It’s still relatively difficult to gauge the full impact of the electronic logging device mandate in the U.S. because of temporary exemptions and a phased-in enforcement period, according to FTR analysts, who added the true effect might not be realized until rates soften somewhat.

In the forecasting firm’s monthly State of Freight webinar, Avery Vise, vice president of trucking research, noted the many exemption applications that are still pending, from agriculture retailers to power and communication contractors, is keeping a lid on the full impact to the industry – as is the phased-in, soft enforcement period for compliance.

Heavy Duty Trucking reports:

While some 17 states reportedly have decided to not do any enforcement until April 1, another dozen are leaving it up to the individual officer, leaving 19 that are currently writing ELD tickets.

FMCSA asked states to use a specific violation code, 39522A, between Dec. 18 and April 1 to indicate ELD violations, which would not affect CSA scores, but would allow FMCSA to gather data on ELD use. Vise says in looking at publicly available data, that code is not appearing. Whether that means officers aren’t using it, whether FMCSA is not making that information public, or whether there’s an IT problem, he didn’t know.

With enforcement across the U.S. uneven and spotty, it’s difficult to get a solid picture of ELD compliance at this point in time, says Vise. In addition, some operators, knowing that enforcement may be scarce and won’t be put out of service yet, are waiting until the very last minute to comply.

This is not what the Commercial Vehicle Safety Alliance and FMCSA had in mind when they announced the phased-in enforcement, CVSA Executive Director Collin Mooney recently told Today’s Trucking.

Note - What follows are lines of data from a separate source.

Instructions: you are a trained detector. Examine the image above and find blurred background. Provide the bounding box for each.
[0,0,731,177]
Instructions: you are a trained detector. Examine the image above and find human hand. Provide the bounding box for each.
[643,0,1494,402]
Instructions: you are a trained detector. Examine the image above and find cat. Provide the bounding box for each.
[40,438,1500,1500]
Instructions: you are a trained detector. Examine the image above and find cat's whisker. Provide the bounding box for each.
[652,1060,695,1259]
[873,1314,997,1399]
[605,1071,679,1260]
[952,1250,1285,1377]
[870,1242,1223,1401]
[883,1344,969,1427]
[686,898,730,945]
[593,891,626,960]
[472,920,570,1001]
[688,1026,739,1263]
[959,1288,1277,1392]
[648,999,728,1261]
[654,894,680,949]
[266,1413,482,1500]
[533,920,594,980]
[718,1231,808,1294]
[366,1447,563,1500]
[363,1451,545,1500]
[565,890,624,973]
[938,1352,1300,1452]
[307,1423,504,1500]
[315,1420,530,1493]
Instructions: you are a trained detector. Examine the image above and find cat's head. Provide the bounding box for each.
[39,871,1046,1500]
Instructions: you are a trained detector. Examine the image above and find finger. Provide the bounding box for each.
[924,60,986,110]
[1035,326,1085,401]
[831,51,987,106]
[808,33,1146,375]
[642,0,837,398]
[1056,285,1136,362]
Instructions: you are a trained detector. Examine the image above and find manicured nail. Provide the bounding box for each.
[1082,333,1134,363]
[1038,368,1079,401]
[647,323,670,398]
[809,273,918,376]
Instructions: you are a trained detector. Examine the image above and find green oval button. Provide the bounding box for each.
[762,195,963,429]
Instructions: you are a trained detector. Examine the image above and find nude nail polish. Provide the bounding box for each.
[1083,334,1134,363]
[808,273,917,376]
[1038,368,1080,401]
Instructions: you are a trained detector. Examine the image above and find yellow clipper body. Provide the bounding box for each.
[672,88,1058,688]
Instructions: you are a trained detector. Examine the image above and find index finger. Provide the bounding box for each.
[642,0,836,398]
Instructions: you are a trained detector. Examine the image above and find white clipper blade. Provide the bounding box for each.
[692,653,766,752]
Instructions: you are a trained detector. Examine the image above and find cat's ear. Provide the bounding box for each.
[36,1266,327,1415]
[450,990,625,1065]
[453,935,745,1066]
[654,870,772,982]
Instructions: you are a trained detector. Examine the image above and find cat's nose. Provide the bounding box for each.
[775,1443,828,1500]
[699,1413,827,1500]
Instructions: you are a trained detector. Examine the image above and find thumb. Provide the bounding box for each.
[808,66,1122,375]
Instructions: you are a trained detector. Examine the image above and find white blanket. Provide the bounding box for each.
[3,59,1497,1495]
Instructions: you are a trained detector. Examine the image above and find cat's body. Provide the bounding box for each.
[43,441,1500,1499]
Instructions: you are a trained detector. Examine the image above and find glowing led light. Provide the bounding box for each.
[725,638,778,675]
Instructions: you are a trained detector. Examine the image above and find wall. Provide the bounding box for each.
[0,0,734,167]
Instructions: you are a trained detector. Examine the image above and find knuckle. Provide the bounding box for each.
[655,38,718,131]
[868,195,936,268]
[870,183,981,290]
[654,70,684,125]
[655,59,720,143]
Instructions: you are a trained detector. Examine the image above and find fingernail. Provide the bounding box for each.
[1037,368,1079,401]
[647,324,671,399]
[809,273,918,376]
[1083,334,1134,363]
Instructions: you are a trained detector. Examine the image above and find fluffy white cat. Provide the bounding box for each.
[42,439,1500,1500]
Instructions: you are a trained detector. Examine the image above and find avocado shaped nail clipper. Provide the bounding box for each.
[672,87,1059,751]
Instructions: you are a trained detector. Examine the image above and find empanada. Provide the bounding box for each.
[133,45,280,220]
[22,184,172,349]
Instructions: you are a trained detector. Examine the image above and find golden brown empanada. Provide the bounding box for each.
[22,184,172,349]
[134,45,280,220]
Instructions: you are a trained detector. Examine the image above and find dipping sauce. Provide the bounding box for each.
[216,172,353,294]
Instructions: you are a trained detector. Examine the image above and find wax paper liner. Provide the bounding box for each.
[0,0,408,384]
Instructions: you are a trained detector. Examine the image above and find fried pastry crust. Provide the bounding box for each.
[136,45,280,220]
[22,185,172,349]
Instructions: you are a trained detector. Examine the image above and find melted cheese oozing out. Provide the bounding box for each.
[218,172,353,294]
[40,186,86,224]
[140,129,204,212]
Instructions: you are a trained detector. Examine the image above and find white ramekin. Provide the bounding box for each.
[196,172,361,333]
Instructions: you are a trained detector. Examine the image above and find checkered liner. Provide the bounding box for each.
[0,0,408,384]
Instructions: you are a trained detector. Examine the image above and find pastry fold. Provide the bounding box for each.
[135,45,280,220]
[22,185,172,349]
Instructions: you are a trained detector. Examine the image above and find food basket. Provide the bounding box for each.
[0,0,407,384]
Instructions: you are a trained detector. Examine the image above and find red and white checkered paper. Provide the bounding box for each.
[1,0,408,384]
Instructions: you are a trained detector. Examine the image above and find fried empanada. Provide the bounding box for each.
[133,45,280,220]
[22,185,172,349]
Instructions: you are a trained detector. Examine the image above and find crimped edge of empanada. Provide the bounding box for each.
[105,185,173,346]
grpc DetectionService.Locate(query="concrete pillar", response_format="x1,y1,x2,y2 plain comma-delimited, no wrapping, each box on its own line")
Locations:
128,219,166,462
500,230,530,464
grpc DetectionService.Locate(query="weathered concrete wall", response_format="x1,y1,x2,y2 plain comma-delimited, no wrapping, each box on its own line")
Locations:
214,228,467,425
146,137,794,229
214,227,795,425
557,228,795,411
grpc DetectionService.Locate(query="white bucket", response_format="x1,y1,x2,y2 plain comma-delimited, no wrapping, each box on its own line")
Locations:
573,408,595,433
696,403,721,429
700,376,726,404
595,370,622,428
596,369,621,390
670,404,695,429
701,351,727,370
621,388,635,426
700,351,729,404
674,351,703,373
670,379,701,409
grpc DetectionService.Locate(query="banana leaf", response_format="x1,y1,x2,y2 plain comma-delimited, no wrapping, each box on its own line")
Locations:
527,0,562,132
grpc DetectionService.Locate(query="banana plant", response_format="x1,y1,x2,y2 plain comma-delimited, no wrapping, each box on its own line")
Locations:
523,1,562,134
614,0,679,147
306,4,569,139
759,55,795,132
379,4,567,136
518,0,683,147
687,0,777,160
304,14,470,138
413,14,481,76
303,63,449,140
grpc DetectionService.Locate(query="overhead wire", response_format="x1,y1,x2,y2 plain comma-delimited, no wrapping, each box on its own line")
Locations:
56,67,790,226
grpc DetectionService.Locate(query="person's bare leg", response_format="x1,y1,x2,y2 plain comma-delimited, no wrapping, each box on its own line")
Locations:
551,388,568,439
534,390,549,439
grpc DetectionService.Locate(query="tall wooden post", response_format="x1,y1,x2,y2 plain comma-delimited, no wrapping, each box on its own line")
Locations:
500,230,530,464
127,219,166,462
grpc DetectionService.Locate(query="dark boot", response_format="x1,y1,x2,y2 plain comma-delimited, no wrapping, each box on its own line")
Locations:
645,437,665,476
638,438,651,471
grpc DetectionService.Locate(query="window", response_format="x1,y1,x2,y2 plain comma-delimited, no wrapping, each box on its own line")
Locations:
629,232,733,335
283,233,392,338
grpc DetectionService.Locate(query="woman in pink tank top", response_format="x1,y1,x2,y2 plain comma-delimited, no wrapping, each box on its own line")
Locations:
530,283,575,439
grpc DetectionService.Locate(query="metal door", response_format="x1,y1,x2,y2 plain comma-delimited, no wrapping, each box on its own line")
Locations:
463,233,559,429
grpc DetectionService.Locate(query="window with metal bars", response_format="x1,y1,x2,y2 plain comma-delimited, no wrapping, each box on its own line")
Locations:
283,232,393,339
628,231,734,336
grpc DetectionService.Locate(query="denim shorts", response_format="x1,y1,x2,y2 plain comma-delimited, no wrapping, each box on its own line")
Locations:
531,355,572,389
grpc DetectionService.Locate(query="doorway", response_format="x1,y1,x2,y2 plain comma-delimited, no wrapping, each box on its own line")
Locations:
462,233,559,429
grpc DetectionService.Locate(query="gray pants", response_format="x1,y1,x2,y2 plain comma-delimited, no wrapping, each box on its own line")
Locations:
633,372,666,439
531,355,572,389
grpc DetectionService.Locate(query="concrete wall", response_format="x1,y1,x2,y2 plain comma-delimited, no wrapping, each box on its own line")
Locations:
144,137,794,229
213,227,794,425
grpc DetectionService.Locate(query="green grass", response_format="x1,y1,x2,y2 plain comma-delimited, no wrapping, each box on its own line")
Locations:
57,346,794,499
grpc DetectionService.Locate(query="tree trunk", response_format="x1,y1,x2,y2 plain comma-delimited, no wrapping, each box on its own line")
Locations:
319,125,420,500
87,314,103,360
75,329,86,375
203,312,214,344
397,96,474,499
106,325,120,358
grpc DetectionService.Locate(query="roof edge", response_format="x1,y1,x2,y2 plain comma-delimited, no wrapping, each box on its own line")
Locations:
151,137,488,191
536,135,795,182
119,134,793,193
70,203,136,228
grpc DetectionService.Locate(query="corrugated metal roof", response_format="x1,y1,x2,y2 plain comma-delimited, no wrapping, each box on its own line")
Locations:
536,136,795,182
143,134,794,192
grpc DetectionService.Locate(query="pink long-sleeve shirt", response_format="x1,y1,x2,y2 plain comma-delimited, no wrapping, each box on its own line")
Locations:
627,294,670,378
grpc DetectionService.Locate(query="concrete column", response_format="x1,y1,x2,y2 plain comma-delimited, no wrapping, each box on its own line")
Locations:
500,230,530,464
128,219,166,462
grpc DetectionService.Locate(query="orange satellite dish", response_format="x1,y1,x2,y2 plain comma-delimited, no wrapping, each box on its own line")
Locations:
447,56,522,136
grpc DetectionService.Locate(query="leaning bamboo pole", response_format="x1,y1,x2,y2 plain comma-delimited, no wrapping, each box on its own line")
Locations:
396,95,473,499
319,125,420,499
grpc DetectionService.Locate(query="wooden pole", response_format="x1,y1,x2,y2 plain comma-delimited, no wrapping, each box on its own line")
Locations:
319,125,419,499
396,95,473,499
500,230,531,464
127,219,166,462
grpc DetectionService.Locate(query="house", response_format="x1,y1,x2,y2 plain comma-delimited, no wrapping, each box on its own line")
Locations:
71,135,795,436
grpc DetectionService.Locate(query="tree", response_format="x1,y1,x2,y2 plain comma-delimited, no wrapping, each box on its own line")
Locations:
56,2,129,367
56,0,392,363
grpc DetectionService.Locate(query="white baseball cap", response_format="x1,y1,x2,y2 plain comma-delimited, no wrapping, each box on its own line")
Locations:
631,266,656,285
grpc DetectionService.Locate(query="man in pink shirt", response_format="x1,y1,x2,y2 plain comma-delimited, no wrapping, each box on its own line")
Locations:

“We are disappointed that our implementation process — our delay in implementing out-of-service conditions until April 1 — has been taken by many in the industry as the new implementation date. That wasn’t the intent,” said Mooney. “I’m disappointed in the handful of people electing to install their ELDs so they meet the regulatory definition, but then still using paper. It’s not meeting the regulatory intent.”

Vise noted, the current high spot market rates could mitigate the impact of ELD productivity losses for small carriers.

“Until spot market rates drop below $1.75 a mile, (some owner-operators) would be better off financially than a year ago, even being forced to abide by hours of service rules under mandatory ELDs.”

Meanwhile, also clouding the picture somewhat is the Owner-Operator Independent Drivers Association’s petition to exempt “small business” trucking operations of less than $27.5 million in annual revenue, which would be in fact the majority, some 95% or more, of trucking companies, Vise said, adding, however,  it’s highly unlikely the petition succeeds.